'Ruby Stella'
Dwarf Day Lily
"Come back to me.
I walk beneath the shadowy multitude of towers;
Within the gloom the fountain
jets its pallid mist in lily flowers."-George William ("A. E.") Russell
(1867‚1935)I planted 'Ruby Stella' on the roadside the day Marlon Brando died, & cannot but see it without hearing him shouting in anguish, "Stella!"
The flowers are about three inches wide, smaller than Hemerocallis fulva, but of an intense scarlet or wine-red.
It begins flowering late in June & is in its full glory in July. Unlike most daylilies, it reblooms throughout summer, with sufficient reliability that it is categorized as ever-blooming.

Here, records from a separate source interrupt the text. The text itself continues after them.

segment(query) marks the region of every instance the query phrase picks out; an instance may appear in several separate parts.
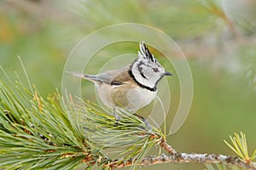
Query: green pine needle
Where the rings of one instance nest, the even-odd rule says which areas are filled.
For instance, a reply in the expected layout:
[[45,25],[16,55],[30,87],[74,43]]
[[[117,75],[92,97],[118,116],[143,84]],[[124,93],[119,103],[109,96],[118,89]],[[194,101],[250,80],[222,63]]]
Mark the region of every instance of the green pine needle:
[[234,137],[230,136],[230,139],[233,145],[231,145],[225,140],[224,143],[242,160],[244,160],[247,162],[249,162],[250,161],[255,159],[256,150],[253,152],[252,156],[249,156],[245,133],[241,132],[239,135],[238,133],[235,133],[235,136]]
[[0,82],[0,168],[108,168],[135,157],[134,169],[163,138],[125,110],[117,122],[110,109],[58,93],[44,99],[31,87]]

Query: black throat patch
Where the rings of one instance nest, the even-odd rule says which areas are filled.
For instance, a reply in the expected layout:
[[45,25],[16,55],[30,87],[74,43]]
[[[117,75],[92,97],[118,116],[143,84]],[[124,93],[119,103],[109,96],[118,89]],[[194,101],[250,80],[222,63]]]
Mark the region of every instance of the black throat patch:
[[[145,85],[140,83],[139,82],[137,82],[137,81],[136,80],[134,75],[132,74],[131,67],[132,67],[132,65],[131,65],[130,70],[128,71],[128,73],[129,73],[129,75],[132,77],[132,79],[137,83],[137,85],[139,85],[139,86],[140,86],[141,88],[146,88],[146,89],[150,90],[150,91],[152,91],[152,92],[155,92],[155,91],[157,90],[156,85],[155,85],[154,88],[149,88],[149,87],[145,86]],[[140,71],[140,74],[142,75],[143,77],[145,76],[141,71]]]

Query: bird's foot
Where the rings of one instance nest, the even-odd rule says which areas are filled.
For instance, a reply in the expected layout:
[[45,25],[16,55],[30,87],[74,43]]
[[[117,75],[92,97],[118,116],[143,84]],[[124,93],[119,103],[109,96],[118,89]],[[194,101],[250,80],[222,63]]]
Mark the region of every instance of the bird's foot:
[[152,130],[152,127],[151,127],[149,122],[148,121],[148,119],[146,119],[145,117],[139,116],[136,113],[134,115],[136,116],[137,116],[138,118],[140,118],[150,131]]

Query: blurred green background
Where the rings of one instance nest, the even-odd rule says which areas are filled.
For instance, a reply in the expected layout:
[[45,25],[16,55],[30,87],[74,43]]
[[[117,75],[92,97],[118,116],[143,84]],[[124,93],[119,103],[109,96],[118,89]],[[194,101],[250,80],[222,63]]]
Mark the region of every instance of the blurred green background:
[[[254,0],[3,0],[0,2],[0,65],[9,76],[15,76],[16,71],[23,80],[20,55],[30,79],[47,96],[61,89],[65,61],[82,37],[112,24],[151,26],[176,41],[188,59],[194,80],[190,113],[182,128],[168,137],[169,143],[178,151],[234,155],[223,140],[242,131],[253,151],[256,148],[255,16]],[[137,46],[106,48],[95,62],[108,61],[117,50],[136,52]],[[0,77],[6,79],[3,71]],[[178,80],[172,77],[172,81]],[[84,96],[95,100],[91,89],[91,83],[83,84]],[[178,103],[178,87],[175,89],[172,100]],[[205,168],[197,164],[146,168],[160,167]]]

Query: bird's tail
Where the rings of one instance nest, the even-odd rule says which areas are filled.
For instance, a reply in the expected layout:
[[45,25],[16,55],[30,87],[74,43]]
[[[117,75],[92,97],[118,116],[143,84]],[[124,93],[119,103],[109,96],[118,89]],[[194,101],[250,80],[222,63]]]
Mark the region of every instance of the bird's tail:
[[73,76],[78,76],[78,77],[80,77],[80,78],[84,78],[84,79],[87,79],[87,80],[90,80],[90,81],[98,81],[98,77],[96,76],[96,75],[85,75],[85,74],[83,74],[83,73],[79,73],[79,72],[75,72],[75,71],[66,71],[67,73],[69,73],[69,74],[72,74]]

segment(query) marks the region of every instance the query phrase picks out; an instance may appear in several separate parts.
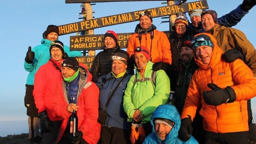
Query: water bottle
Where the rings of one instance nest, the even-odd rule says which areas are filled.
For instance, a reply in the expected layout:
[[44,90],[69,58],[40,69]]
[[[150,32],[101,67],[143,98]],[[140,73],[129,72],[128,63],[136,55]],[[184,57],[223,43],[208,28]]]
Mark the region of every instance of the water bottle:
[[75,136],[75,133],[77,131],[78,128],[78,120],[76,111],[73,111],[72,115],[70,116],[70,134]]
[[170,92],[170,95],[168,100],[167,100],[167,104],[171,104],[173,106],[175,105],[175,92],[173,91]]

Developed in Europe & introduced by Anthony Tesselaar International, it's a slightly fragrant, deeper red version of the yellow 'Stella D'Oro,' the first reblooming daylily.
Deadheading appears not to be necessary for it to keep blooming from June right up to the doorway of autumn.
'Ruby Stella' is a mid-sized dwarf clumper, a foot to twenty-two inches high. It is drought tolerant, but blooms vastly better with regular watering. Hardy in a wide range of conditions, it can be grown in zones 4 through 11.
The reblooming daylilies have been too often hybridized to assign them a species, but the two most important contributors seem to have been early-blooming dwarf H. plicata & the most reliable reblooming species H. middendorffii, both native to Asia.
Daylilies are edible & the sweetish red blooms make a lovely addition to a mixed salad. Since the blooms never return a second day, they can be taken late in the afternoon so as to have them first for the garden & then the table.